I use plastic. I recycle. What’s the issue?

Plastic is a durable material made to last forever, yet 33 percent of it is used once and then discarded. Unfortunately, plastic never goes away. Plastic cannot biodegrade and only breaks down into smaller and smaller pieces.

What about recycling? Americans alone discard more than 30 million tons of plastic a year; only 8 percent of it gets recycled. The rest ends up in landfills or becomes “litter.” Did you know that 80 percent of all marine debris found in the ocean is land-based, and that 80 to 90 percent of marine debris is made of plastic? Think about that trash you see on the side of the road; it flows to storm drains, which flow to rivers, and the trash ultimately lands in our oceans.

High tide line in Bermuda (The 5 Gyres Institute)

Plastics account for roughly 1 billion bird deaths each year, and around two-thirds of fish populations test positive for plastics. Plastic is not just a threat to wildlife; as plastic debris floats around the ocean, it begins to soak up harmful chemicals such as DDT that have leached into the ocean. In turn, when fish eat these plastics they are then contaminated themselves. Humans are then put in potential risk of ingesting chemicals that have been linked to impaired immunity, endocrine and cancer-related issues.

In addition, plastic affects human health through toxic leaching in landfills. There are thousands of landfills across the globe. In these landfills, plastics leak toxic chemicals that seep into groundwater, contaminating our streams, lakes, rivers and drinking water sources.

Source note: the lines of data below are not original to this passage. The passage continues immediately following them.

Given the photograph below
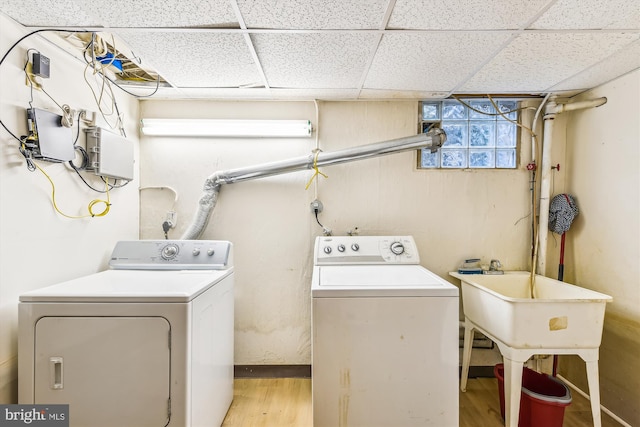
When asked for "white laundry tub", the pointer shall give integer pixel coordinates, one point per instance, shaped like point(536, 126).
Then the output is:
point(562, 315)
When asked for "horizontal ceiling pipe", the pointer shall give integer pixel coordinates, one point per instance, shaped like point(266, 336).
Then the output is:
point(433, 140)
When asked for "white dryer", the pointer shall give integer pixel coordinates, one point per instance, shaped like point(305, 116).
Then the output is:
point(148, 342)
point(385, 336)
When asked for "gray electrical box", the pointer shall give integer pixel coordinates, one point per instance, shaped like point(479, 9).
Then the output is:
point(110, 155)
point(51, 141)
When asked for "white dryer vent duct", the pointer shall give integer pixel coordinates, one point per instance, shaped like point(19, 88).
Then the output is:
point(433, 140)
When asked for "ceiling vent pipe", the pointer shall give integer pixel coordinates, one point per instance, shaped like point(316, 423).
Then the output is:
point(433, 140)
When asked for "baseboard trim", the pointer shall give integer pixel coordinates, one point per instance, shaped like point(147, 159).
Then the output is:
point(272, 371)
point(479, 372)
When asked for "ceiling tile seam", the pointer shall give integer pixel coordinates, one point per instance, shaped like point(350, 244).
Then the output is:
point(541, 12)
point(376, 44)
point(367, 67)
point(387, 14)
point(490, 58)
point(604, 60)
point(328, 31)
point(249, 42)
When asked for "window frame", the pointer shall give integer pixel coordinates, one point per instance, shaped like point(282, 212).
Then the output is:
point(424, 124)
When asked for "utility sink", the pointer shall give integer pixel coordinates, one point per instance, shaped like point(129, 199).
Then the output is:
point(561, 319)
point(560, 314)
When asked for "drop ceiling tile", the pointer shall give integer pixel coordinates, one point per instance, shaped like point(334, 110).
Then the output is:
point(196, 59)
point(305, 14)
point(618, 64)
point(534, 62)
point(463, 14)
point(121, 13)
point(165, 13)
point(578, 14)
point(50, 13)
point(430, 61)
point(314, 60)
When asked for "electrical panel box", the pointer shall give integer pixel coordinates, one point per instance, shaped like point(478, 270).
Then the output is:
point(40, 65)
point(48, 139)
point(110, 155)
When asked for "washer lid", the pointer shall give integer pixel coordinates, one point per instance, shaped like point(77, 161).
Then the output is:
point(378, 280)
point(130, 286)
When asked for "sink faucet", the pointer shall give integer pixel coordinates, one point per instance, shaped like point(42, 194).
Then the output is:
point(495, 266)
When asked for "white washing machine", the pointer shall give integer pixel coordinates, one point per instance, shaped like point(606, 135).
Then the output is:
point(148, 342)
point(385, 336)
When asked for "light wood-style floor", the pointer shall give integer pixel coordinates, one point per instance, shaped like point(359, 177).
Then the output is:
point(284, 402)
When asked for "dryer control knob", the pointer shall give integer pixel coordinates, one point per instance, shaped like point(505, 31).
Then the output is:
point(169, 252)
point(397, 248)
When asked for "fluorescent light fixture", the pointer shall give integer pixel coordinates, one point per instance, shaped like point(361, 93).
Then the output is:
point(227, 128)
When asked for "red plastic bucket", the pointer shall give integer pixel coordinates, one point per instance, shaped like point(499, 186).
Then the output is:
point(542, 401)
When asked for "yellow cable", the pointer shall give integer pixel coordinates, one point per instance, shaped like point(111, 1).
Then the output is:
point(91, 204)
point(315, 167)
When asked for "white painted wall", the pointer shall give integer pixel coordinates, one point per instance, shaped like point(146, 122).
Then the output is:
point(452, 214)
point(39, 247)
point(603, 245)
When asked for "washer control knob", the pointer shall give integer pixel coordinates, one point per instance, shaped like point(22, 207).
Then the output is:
point(397, 248)
point(169, 252)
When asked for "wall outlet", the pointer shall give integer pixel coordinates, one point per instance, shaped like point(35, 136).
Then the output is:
point(316, 206)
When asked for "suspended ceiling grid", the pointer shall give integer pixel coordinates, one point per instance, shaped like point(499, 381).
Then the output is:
point(361, 49)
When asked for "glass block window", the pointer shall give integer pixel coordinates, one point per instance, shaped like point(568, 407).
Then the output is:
point(477, 137)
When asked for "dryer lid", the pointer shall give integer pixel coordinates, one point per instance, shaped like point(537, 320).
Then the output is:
point(124, 286)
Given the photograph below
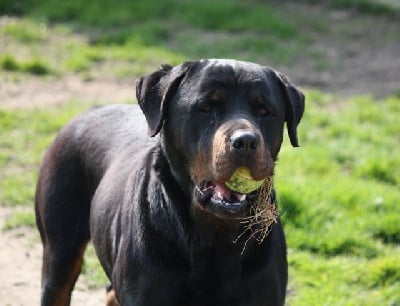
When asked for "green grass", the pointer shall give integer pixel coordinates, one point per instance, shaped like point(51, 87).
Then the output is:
point(338, 195)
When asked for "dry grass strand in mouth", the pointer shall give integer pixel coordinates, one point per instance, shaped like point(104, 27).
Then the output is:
point(263, 214)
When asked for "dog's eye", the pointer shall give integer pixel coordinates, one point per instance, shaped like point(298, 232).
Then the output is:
point(264, 112)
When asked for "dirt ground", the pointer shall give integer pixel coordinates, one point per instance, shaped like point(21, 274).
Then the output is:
point(362, 60)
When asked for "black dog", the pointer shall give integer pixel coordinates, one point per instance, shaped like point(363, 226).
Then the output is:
point(162, 221)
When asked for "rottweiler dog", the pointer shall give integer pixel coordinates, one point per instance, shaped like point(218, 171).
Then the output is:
point(163, 222)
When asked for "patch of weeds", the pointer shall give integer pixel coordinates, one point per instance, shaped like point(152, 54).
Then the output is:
point(16, 189)
point(380, 169)
point(383, 272)
point(9, 63)
point(387, 229)
point(34, 66)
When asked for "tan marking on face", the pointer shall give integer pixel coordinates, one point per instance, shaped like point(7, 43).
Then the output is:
point(225, 162)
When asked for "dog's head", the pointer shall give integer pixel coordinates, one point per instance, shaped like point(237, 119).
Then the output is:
point(216, 116)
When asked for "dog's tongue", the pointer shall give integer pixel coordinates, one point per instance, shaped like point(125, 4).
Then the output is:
point(221, 191)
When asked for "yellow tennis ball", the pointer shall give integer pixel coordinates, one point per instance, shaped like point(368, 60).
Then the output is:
point(242, 182)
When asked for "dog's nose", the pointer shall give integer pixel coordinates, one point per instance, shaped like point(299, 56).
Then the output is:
point(244, 142)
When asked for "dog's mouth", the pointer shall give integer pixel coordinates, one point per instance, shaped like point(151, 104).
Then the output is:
point(221, 200)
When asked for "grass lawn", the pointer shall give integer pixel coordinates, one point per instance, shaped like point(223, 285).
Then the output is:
point(339, 193)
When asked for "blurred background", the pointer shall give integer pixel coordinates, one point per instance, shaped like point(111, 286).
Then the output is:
point(338, 193)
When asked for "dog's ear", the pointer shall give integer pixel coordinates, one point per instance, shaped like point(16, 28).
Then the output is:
point(154, 92)
point(294, 104)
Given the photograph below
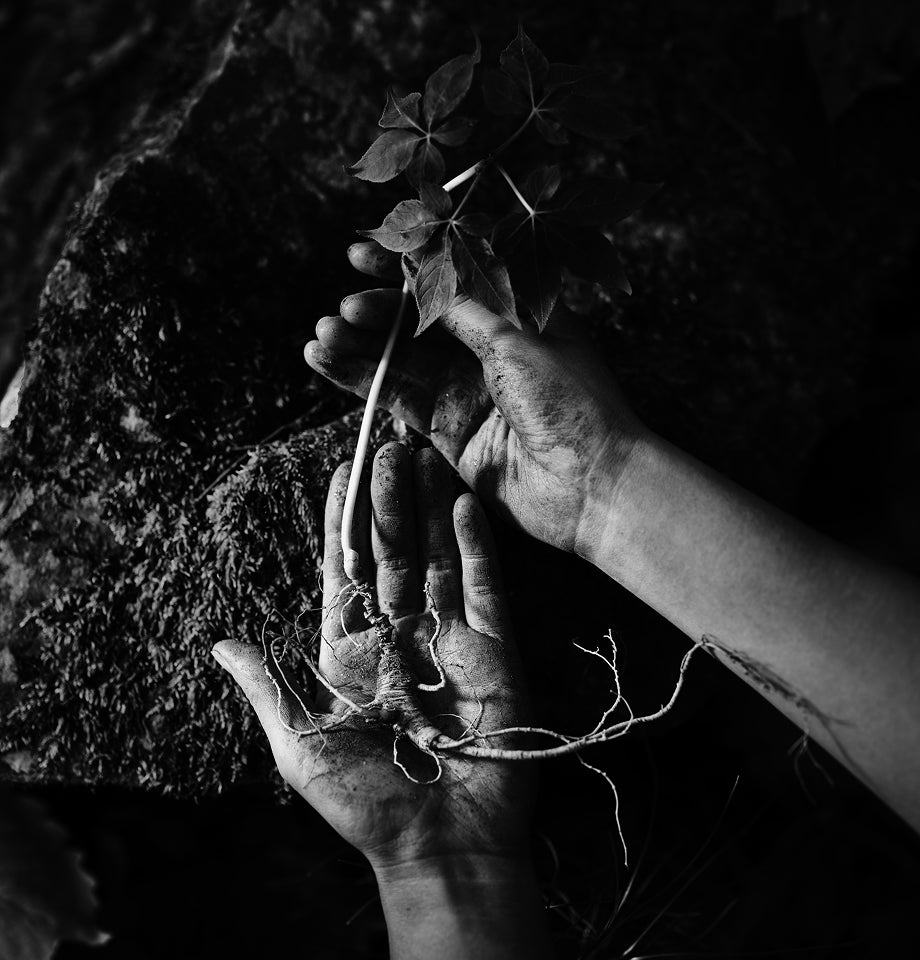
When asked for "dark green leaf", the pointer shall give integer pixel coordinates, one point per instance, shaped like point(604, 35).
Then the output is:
point(436, 198)
point(523, 61)
point(551, 131)
point(567, 76)
point(535, 274)
point(407, 226)
point(589, 254)
point(483, 277)
point(448, 85)
point(45, 894)
point(541, 185)
point(454, 132)
point(502, 95)
point(591, 118)
point(386, 157)
point(435, 283)
point(477, 224)
point(409, 262)
point(595, 200)
point(401, 112)
point(426, 165)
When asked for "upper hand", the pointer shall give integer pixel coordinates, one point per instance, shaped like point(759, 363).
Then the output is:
point(533, 422)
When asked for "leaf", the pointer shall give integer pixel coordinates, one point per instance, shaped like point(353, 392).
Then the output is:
point(454, 132)
point(45, 895)
point(568, 76)
point(426, 165)
point(523, 61)
point(477, 224)
point(551, 131)
point(448, 85)
point(435, 198)
point(591, 118)
point(435, 284)
point(541, 185)
point(406, 227)
point(387, 156)
point(483, 277)
point(589, 254)
point(536, 274)
point(502, 95)
point(401, 112)
point(596, 200)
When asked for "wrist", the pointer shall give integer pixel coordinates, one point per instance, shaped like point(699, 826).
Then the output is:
point(454, 907)
point(617, 469)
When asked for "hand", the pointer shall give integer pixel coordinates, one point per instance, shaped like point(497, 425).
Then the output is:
point(533, 422)
point(476, 809)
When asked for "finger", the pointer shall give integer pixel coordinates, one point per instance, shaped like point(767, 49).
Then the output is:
point(440, 560)
point(394, 539)
point(376, 309)
point(245, 663)
point(480, 329)
point(370, 258)
point(337, 616)
point(336, 334)
point(483, 597)
point(406, 393)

Even if you are recycling, that plastic can only be recycled and turned into something else one or two times. From there it is just trash, whereas if you choose a glass or aluminum container, that container can be recycled and remade for infinite uses.

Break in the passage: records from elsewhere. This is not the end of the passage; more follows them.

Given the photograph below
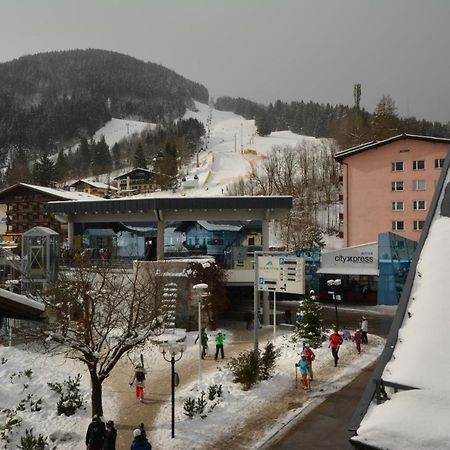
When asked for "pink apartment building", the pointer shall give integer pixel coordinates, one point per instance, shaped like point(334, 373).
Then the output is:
point(388, 186)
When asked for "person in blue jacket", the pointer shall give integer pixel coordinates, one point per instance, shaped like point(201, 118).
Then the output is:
point(303, 366)
point(140, 442)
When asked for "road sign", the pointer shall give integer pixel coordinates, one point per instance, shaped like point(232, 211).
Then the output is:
point(281, 274)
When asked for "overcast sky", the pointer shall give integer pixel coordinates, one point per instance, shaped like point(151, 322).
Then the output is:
point(262, 50)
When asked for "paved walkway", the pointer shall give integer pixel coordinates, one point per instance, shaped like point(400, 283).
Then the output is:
point(326, 426)
point(323, 428)
point(132, 413)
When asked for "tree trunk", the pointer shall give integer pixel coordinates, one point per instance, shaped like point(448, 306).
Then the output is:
point(96, 395)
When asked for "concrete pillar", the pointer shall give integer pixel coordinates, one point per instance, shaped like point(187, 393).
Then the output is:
point(70, 233)
point(265, 295)
point(160, 240)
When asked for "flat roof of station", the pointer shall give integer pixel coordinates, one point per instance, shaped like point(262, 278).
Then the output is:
point(174, 208)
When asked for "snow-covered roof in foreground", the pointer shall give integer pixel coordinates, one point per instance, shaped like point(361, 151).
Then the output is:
point(69, 195)
point(22, 299)
point(418, 419)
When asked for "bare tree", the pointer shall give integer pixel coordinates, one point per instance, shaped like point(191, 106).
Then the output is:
point(101, 314)
point(310, 174)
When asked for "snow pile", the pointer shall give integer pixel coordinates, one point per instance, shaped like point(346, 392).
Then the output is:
point(227, 414)
point(418, 419)
point(24, 376)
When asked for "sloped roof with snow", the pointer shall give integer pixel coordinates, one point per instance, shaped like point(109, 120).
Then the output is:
point(415, 359)
point(340, 156)
point(57, 193)
point(19, 306)
point(95, 184)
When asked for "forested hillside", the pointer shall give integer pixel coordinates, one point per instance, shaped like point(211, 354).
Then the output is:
point(349, 125)
point(55, 97)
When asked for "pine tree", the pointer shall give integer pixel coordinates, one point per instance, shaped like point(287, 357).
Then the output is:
point(102, 161)
point(116, 156)
point(84, 157)
point(139, 157)
point(18, 171)
point(309, 329)
point(385, 122)
point(44, 171)
point(62, 166)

The dirty, oily secret behind plastic …To make plastic you need oil, a non-renewable resource with an extraction process that is very harmful to our environment, animals and us! The process begins with fracking; fracking causes health issues and has therefor been banned in some U.S. states such as New York, Maryland and Vermont. After the oil is extracted, it’s then transported and then turned into plastic materials in a very energy-intensive process that involves burning a massive amount of fossil fuels, ultimately furthering the effects of climate change. The estimate for the amount of carbon released from plastic manufacturing is anywhere between 100 to 500 million tons of carbon per year. To provide perspective, that is between 19 to 92 million vehicles on the road. (Mackann, One Green Planet)

“We as a society need to consider whether it’s worth trading off some convenience for a clean, healthy environment.” (Geyer, National Geographic)

 How can you help?

  1. Say no to single-use plastics like straws, shopping bags and food containers.
  2. Choose other materials instead of plastic. Look for glass, aluminum or paper options.
  3. BYOC! Bring your own container to the grocery store, weigh it so you can subtract that weight, and you’re good to go. Bring mason jars for coffee. Bring your own container for leftovers.

Header image provided by The 5 Gyres Institute.

Start small … say no to these two single-use plastics.

Straws

The average person uses 38,000 straws between age 5 and age 65.

Shopping Bags

Plastic shopping bags are used for an average of 12 minutes but will take up to 1,000 years to degrade.